Niet heersen, maar dienen
35 En Jakobus en Johannes, de [twee] zonen van Zebedeüs, kwamen tot Hem en zeiden tot Hem: Meester, wij wilden wel dat Gij ons deedt, wat wij U zullen vragen. 36 Hij zeide tot hen: Wat wilt gij, dat Ik u doen zal? 37 Zij zeiden tot Hem: Geef ons, dat wij de één aan uw rechterzijde en de andere aan uw linkerzijde mogen zitten in uw heerlijkheid. 38 Doch Jezus zeide tot hen: Gij weet niet, wat gij vraagt. Kunt gij de beker drinken, die Ik drink, of met de doop gedoopt worden, waarmede Ik gedoopt word? 39 Zij zeiden tot Hem: Wij kunnen het. Jezus zeide tot hen: De beker, die Ik drink, zult gij drinken en met de doop, waarmede Ik gedoopt word, zult gij gedoopt worden, 40 maar het zitten aan mijn rechterzijde of linkerzijde, staat niet aan Mij te geven, maar het is voor hen, voor wie het bereid is. 41 En toen de tien dit hoorden, begonnen zij het Jakobus en Johannes kwalijk te nemen. 42 En Jezus riep hen tot Zich en zeide tot hen: Gij weet, dat zij, die regeerders der volken heten, heerschappij over hen voeren, en hun rijksgroten oefenen macht over hen. 43 Zó is het echter onder u niet. 44 Maar wie groot wil worden onder u, zal uw dienaar zijn; en wie onder u de eerste wil zijn, zal aller slaaf zijn. 45 Want ook de Zoon des mensen is niet gekomen om Zich te laten dienen, maar om te dienen en zijn leven te geven als losprijs voor velen.
De genezing van Bartimeüs
46 En zij kwamen te Jericho. En toen Hij met zijn discipelen en een talrijke schare uit Jericho vertrok, zat de zoon van Timeüs, Bartimeüs, een blinde bedelaar, aan de weg. 47 En toen hij hoorde, dat het Jezus van Nazaret was, begon hij te roepen en te zeggen: Zoon van David, Jezus, heb medelijden met mij! 48 En velen bestraften hem, opdat hij zwijgen zou. Doch hij riep des te meer: Zoon van David, heb medelijden met mij! 49 En Jezus stond stil en zeide: Roept hem.

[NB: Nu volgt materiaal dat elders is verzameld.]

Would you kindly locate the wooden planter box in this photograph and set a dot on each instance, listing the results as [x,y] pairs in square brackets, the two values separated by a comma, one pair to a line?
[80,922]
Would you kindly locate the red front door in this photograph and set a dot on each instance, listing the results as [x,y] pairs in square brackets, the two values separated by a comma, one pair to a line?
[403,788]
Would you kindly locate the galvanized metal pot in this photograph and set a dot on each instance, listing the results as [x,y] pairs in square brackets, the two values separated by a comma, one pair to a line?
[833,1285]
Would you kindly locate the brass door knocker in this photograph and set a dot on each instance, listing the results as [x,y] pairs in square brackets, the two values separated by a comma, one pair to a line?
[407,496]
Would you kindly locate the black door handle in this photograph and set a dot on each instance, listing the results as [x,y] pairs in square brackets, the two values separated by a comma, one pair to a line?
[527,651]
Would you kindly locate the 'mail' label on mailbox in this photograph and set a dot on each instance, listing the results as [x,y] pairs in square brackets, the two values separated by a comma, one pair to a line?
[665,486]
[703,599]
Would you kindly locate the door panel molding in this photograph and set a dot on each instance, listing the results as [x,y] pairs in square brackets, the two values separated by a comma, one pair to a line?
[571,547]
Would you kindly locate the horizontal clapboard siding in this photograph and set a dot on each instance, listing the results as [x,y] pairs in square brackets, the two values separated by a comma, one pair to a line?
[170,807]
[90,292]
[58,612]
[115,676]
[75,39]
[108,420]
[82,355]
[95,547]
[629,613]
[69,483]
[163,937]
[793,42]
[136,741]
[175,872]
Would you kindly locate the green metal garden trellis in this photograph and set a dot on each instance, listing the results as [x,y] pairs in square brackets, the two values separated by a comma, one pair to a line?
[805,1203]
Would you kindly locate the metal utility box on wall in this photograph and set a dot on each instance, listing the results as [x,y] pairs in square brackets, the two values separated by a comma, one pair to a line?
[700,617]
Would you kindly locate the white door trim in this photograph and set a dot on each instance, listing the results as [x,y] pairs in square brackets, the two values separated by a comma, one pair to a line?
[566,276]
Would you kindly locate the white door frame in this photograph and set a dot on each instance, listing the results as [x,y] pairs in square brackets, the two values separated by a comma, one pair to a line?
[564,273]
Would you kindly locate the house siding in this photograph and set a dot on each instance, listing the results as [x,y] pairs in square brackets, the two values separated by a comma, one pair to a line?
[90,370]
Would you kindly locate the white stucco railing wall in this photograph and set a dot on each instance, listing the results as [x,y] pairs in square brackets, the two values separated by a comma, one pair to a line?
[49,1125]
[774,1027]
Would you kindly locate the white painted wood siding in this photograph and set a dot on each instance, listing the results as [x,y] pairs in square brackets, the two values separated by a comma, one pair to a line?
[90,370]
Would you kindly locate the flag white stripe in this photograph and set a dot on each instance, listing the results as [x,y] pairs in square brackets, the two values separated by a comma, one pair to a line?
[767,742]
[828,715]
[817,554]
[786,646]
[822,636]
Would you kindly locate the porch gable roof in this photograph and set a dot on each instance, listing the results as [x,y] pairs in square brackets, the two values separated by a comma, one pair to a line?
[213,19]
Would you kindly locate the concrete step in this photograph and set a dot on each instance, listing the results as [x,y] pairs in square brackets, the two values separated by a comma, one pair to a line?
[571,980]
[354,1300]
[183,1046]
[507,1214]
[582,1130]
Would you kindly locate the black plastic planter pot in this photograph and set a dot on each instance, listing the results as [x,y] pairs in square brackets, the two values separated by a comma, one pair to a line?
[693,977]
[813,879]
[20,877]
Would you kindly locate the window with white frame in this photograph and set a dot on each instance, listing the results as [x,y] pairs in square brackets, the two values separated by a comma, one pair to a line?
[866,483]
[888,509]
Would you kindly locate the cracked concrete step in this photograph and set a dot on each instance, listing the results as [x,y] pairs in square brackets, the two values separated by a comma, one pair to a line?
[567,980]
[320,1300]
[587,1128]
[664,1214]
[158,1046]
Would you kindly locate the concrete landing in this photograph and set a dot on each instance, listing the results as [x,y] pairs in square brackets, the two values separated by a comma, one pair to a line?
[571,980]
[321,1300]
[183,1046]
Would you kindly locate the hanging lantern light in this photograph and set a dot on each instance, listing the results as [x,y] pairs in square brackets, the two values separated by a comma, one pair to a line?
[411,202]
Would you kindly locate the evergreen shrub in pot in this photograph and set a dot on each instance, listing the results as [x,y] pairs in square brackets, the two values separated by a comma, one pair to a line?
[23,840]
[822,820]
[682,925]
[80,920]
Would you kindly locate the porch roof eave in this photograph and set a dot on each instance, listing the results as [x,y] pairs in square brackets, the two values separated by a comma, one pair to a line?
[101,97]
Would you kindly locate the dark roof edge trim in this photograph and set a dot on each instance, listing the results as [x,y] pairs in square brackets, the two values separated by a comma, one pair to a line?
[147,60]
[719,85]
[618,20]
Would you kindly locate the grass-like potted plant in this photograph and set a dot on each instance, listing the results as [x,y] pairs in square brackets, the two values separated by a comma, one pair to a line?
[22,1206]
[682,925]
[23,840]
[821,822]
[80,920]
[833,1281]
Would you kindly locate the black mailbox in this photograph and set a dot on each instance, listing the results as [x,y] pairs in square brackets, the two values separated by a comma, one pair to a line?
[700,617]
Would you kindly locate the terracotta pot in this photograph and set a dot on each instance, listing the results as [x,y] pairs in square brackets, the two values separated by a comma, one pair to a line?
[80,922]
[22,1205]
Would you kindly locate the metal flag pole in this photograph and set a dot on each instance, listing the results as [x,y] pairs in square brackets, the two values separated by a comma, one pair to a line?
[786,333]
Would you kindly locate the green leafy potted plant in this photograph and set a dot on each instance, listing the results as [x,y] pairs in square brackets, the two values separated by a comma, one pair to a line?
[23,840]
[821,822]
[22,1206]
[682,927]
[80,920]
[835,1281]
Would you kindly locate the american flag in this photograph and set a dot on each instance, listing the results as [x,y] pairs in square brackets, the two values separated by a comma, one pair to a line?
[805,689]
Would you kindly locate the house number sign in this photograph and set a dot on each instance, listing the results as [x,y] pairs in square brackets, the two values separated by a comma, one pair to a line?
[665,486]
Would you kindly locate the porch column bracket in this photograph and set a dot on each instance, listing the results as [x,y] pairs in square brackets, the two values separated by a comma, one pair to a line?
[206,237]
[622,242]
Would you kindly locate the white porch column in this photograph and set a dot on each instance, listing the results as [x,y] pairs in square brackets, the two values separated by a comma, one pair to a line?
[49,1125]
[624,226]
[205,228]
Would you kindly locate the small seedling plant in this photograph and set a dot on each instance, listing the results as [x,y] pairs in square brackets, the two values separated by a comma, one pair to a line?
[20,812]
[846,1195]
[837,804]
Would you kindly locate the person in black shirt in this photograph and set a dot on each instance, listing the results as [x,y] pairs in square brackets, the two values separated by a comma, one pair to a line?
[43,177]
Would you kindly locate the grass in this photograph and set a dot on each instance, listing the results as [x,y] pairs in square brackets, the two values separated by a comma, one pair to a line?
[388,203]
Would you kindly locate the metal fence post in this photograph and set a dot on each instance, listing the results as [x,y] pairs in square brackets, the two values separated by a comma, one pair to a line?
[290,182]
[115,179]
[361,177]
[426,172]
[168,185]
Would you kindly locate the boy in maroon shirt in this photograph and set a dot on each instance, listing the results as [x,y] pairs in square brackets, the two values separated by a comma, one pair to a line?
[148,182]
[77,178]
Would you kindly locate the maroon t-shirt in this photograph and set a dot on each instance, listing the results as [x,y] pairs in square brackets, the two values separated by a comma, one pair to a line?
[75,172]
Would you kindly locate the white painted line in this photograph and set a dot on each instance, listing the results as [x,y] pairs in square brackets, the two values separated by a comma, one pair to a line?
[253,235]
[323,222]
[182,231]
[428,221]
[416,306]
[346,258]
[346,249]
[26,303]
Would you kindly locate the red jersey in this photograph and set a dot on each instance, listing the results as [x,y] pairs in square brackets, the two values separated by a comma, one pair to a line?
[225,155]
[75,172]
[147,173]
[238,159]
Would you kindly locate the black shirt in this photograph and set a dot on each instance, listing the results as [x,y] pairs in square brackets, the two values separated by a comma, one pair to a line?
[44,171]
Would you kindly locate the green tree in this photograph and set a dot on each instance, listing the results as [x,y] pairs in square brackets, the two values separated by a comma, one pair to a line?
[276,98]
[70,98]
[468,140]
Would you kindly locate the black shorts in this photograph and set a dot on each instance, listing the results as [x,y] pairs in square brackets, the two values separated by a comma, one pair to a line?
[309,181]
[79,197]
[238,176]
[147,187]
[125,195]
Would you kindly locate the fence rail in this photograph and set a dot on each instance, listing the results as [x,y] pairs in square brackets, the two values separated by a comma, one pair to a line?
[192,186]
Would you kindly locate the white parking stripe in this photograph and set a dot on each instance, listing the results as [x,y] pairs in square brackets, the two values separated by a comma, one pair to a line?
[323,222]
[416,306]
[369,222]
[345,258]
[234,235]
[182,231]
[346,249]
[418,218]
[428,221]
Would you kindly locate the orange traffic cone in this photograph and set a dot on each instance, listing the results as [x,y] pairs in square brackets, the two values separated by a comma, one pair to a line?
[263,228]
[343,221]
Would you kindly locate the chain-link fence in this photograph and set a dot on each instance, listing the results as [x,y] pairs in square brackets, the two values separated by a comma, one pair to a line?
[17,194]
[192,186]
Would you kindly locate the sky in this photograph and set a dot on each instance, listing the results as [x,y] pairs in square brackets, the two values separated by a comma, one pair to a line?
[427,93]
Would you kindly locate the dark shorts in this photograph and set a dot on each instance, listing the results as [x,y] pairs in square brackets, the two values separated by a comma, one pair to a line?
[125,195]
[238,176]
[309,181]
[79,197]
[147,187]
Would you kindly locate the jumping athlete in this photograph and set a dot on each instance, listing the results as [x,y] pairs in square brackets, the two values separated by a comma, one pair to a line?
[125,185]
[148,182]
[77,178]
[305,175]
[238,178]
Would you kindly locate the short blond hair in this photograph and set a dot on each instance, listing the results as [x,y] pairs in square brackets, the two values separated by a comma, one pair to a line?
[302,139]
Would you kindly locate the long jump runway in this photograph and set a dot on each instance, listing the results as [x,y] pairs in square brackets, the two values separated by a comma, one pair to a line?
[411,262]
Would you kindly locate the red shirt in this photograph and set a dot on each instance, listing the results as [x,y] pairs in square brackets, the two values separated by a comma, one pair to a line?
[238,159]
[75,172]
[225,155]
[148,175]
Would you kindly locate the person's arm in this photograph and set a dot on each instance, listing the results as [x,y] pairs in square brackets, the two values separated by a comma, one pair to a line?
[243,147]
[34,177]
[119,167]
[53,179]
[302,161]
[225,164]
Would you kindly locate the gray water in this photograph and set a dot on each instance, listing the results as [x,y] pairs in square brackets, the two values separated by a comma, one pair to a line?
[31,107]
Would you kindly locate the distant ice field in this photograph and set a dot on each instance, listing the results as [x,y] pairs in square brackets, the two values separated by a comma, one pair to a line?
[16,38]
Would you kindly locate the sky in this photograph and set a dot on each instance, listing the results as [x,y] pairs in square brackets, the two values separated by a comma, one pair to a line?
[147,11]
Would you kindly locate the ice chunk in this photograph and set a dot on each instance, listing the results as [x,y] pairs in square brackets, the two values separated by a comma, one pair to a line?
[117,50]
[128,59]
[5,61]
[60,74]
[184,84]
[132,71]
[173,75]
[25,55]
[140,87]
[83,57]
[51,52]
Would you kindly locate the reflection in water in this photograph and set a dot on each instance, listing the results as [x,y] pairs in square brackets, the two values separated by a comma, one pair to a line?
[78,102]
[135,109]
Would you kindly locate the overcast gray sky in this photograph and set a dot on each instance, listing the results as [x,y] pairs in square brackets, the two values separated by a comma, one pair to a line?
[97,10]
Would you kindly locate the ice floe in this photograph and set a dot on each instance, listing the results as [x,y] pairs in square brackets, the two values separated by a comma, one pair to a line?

En zij riepen de blinde en zeiden tot hem: Houd moed, sta op, Hij roept u. 50 Toen wierp hij zijn mantel af, sprong op en ging naar Jezus. 51 En Jezus antwoordde en zeide tot hem: Wat wilt gij, dat Ik u doen zal? De blinde zeide tot Hem: Rabboeni, dat ik ziende worde! 52 En Jezus zeide tot hem: Ga heen, uw geloof heeft u behouden. En terstond werd hij ziende en volgde Hem op de weg.